Resto sfiatato, senza parole, svuotato.
— Noi — sussurra Marzia — lo stiamo assumendo da sei mesi…
C’è nella sua voce una nota implorante, disperata, da anima dannata. Quel suo dolore allo stomaco… Ha il viso incrostato e rigato da viscidume. Le sue labbra sono avvelenate. Il suo ventre è letale.
Ma i suoi occhi sono irresistibili.
— Ti amo — dico.
Ti-amo-ti-amo e affondo le mie labbra nelle sue e rimescolo esalazioni e veleni con i suoi, mi sento esplodere dentro. Vorrei urlare, correre sparire smuovere distruggere ammazzare. — Dove andiamo, che facciamo adesso! — grido.
Scruto intorno.
Riprendere la vita ipocrita di sempre mi dà i conati. Su un’ondata di rifiuti, lontane, giacciono due basse baracche sgangherate di legno. — Guarda.
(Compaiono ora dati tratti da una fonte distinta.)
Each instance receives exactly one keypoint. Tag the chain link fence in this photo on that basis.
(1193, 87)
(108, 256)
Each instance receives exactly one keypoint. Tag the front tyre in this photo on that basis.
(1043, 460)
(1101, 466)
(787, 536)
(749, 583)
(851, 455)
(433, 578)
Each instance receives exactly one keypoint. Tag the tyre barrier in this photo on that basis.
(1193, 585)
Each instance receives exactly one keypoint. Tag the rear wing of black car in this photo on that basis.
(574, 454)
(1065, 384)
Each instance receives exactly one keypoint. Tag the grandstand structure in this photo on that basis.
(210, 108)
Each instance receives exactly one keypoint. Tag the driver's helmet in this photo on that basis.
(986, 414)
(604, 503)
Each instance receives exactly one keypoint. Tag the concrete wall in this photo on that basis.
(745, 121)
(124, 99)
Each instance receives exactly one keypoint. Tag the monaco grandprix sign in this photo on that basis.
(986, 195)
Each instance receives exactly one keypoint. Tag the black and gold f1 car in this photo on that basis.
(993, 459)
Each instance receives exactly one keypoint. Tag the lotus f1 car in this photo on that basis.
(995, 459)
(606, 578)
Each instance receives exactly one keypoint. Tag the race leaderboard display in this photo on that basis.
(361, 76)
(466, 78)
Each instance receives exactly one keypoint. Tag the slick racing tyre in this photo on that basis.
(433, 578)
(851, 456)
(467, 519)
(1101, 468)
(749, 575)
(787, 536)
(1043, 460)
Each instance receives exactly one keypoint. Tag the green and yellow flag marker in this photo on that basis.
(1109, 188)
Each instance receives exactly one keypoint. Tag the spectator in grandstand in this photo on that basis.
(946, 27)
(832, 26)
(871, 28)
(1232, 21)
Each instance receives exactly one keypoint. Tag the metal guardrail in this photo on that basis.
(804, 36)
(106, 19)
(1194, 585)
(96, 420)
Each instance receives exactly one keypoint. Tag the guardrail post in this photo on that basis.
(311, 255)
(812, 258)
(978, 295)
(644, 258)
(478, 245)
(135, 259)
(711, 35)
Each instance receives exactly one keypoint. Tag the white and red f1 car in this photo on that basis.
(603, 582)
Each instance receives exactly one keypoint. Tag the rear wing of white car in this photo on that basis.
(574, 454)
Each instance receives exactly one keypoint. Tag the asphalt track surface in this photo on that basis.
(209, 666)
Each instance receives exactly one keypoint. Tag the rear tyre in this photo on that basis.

Lei guarda. Ci capiamo al volo, Marzia e io.
Lentamente, stancamente, spalle alla città, risaliamo le onde affondando alle ginocchia nel mare fatiscente che gronda vermi urticanti, insetti con zanne e aculei, mostruose bestie della decomposizione. Le baracche sono lì a scrutarci, sono fauci sdentate. Ma noi avanziamo.
Abbiamo trovato l’unico mondo pulito: il nostro.